US Drops Out of Top 10 Economically Free Countries, Behind Estonia
For the first time ever, the United States has fallen out of the top 10 most economically free countries, according to the 2014 Index of Economic Freedom, released on Tuesday by The Wall Street Journal and the Heritage Foundation. The United States now finds itself 12th, well behind Hong Kong, Singapore, Australia, Switzerland, and even Estonia.
The index measures “a nation’s commitment to free enterprise on a scale of 0 to 100 by evaluating 10 categories.” Those categories include government size, property rights, and “fiscal soundness.” The index is used as an economic indicator because countries that receive high scores tend to see the most economic growth, social progress, and long-term prosperity.
Overall, world economic freedom is now at record highs but the United States has been hurt by ineffective governance that threatens to impede growth. Overall, though, 114 countries have “taken steps” since 2012 to improve economic freedom within their borders and 43 of those countries are now seeing more economic freedom than ever before.
Only six countries were designated “economically free,” Hong Kong, Singapore, Australia, Switzerland, New Zealand, and Canada. The United States finished with the “mostly free” designation, along with countries like Mauritius, Estonia, and Bahrain.
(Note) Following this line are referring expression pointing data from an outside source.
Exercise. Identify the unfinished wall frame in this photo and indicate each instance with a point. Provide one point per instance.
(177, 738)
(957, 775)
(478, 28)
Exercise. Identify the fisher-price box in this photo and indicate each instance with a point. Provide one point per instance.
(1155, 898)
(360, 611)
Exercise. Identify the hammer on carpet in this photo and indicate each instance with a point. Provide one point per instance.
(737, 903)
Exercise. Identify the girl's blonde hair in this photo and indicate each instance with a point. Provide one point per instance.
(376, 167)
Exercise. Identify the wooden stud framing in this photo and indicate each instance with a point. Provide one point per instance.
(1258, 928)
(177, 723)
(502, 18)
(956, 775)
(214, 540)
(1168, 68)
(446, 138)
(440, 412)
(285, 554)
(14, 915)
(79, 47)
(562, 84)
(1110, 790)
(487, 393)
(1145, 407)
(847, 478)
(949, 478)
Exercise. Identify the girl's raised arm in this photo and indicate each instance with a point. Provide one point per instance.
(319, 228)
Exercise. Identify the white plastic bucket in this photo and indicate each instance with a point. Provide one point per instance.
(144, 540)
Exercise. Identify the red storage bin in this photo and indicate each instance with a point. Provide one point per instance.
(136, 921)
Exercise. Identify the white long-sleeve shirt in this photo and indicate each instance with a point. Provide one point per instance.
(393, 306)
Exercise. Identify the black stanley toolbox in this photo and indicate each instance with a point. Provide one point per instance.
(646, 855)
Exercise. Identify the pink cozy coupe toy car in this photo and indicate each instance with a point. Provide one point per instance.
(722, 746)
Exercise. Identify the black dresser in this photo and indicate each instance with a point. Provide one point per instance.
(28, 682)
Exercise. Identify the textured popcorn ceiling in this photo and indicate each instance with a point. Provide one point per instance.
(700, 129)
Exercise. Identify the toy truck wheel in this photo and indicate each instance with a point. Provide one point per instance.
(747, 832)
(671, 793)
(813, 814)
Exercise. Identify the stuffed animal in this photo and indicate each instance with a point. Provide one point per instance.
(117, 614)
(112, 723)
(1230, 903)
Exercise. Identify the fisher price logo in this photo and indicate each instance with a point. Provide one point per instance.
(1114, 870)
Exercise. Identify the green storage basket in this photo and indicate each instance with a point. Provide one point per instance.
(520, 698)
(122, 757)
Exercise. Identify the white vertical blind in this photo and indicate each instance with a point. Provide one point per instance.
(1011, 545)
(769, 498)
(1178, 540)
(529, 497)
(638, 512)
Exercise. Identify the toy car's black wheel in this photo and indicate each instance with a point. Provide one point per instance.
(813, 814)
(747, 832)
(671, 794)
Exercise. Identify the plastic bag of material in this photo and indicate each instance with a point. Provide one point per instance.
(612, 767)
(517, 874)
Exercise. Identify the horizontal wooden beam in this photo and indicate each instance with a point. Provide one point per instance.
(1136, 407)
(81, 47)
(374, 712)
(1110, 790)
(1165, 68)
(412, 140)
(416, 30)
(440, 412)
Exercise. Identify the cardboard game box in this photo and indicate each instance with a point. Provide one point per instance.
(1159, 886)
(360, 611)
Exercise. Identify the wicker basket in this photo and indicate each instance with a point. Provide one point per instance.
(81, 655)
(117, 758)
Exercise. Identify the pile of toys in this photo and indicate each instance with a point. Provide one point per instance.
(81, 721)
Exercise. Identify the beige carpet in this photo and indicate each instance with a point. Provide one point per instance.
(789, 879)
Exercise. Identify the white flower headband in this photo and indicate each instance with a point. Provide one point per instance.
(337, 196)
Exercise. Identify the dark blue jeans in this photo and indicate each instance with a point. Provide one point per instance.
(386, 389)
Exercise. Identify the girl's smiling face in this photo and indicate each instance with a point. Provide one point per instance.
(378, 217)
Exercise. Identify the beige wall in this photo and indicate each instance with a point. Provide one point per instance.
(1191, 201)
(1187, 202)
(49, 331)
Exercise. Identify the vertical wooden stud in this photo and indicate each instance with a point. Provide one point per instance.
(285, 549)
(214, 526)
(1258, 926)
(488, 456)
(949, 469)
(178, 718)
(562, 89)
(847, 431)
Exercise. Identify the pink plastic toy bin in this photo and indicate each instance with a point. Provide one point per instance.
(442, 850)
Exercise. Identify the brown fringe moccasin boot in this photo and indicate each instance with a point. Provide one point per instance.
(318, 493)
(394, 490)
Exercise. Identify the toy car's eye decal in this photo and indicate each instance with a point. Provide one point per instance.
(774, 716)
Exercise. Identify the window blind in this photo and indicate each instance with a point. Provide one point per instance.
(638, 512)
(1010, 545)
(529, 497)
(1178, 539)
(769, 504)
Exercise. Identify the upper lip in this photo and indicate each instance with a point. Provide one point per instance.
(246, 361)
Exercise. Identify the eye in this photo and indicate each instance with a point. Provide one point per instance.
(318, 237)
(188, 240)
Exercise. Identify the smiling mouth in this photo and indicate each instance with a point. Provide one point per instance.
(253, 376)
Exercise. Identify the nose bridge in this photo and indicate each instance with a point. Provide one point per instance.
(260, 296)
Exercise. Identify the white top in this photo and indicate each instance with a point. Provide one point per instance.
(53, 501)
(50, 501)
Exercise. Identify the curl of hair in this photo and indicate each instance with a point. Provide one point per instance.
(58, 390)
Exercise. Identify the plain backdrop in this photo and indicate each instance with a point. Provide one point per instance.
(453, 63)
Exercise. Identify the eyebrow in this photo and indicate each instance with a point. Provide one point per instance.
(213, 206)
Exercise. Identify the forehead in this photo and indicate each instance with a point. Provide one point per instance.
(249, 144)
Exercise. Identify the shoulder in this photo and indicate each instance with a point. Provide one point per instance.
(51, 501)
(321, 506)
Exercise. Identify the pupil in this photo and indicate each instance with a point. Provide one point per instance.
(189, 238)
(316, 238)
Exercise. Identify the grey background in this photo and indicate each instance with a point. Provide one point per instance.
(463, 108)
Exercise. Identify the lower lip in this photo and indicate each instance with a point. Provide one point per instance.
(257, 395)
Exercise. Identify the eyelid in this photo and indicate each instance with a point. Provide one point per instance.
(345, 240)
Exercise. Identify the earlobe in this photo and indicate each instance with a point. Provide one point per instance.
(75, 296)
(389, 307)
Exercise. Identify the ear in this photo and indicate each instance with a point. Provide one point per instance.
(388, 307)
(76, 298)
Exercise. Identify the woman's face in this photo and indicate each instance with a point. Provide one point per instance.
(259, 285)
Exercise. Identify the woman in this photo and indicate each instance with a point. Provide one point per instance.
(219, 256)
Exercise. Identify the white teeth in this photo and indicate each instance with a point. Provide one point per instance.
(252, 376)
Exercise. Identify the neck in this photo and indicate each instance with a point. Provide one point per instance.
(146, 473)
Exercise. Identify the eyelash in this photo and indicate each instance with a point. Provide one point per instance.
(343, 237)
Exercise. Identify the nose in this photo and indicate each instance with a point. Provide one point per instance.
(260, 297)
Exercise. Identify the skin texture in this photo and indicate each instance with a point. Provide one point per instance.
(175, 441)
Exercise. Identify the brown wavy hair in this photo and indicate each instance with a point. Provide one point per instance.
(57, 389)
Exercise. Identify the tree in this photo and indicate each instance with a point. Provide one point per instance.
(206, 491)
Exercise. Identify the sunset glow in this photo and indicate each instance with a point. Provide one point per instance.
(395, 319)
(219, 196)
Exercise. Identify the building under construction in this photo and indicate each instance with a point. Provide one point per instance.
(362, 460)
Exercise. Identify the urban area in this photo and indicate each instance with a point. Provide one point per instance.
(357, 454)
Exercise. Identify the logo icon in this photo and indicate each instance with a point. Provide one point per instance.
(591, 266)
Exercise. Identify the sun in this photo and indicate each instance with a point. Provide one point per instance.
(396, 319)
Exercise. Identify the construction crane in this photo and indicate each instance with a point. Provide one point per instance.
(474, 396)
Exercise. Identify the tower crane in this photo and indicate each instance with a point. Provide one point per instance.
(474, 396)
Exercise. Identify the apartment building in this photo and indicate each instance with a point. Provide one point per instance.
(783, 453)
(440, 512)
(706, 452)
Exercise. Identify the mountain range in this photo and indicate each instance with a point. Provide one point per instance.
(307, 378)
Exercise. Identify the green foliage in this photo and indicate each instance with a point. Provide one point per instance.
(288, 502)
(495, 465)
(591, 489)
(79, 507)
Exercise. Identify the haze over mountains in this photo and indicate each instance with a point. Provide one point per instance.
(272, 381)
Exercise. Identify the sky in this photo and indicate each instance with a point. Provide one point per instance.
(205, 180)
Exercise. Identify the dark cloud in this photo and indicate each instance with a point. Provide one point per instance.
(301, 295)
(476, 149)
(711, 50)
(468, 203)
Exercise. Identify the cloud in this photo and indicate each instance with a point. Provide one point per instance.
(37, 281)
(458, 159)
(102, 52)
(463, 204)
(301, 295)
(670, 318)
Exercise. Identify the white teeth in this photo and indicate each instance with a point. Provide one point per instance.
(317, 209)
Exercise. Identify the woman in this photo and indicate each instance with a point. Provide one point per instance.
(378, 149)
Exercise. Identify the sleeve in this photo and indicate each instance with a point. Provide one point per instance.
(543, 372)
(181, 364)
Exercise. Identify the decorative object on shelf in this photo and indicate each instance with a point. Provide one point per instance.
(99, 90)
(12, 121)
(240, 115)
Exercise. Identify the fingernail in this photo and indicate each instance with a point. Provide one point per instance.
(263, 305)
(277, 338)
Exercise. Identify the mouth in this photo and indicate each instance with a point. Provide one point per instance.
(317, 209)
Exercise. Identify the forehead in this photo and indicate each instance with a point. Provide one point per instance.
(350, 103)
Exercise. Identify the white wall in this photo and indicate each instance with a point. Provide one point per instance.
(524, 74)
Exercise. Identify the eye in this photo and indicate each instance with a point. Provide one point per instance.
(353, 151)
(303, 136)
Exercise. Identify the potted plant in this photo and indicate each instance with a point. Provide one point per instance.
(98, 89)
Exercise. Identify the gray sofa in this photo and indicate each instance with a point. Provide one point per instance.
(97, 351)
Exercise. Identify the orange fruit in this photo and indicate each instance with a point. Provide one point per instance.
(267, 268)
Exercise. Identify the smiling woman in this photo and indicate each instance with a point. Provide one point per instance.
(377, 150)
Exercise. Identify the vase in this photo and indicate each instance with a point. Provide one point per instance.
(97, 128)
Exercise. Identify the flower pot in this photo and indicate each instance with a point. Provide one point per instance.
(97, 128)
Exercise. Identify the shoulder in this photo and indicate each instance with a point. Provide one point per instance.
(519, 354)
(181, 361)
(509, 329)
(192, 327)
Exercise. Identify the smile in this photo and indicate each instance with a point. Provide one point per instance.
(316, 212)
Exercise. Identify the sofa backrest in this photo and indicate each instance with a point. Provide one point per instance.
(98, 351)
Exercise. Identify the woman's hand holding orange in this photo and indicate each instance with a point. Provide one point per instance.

In Europe, eighteen countries are now at record levels of economic freedom while five others, Greece, Italy, France, Cyprus, and the United Kingdom, are now at their lowest levels since the index began twenty years ago.
In case you’re wondering where some other big nations finished, Germany came in 18th, Japan came in 25th, Israel came in 44th, Mexico came in 55th, France came in 70th, Saudi Arabia came in 77th, Brazil came in 114th, India came in 120th, Russia came in 140th, and Cuba and North Korea finished dead last.
Since the index began, the countries that have seen the most growth have been former Soviet states like Estonia, Lithuania, and the Czech Republic.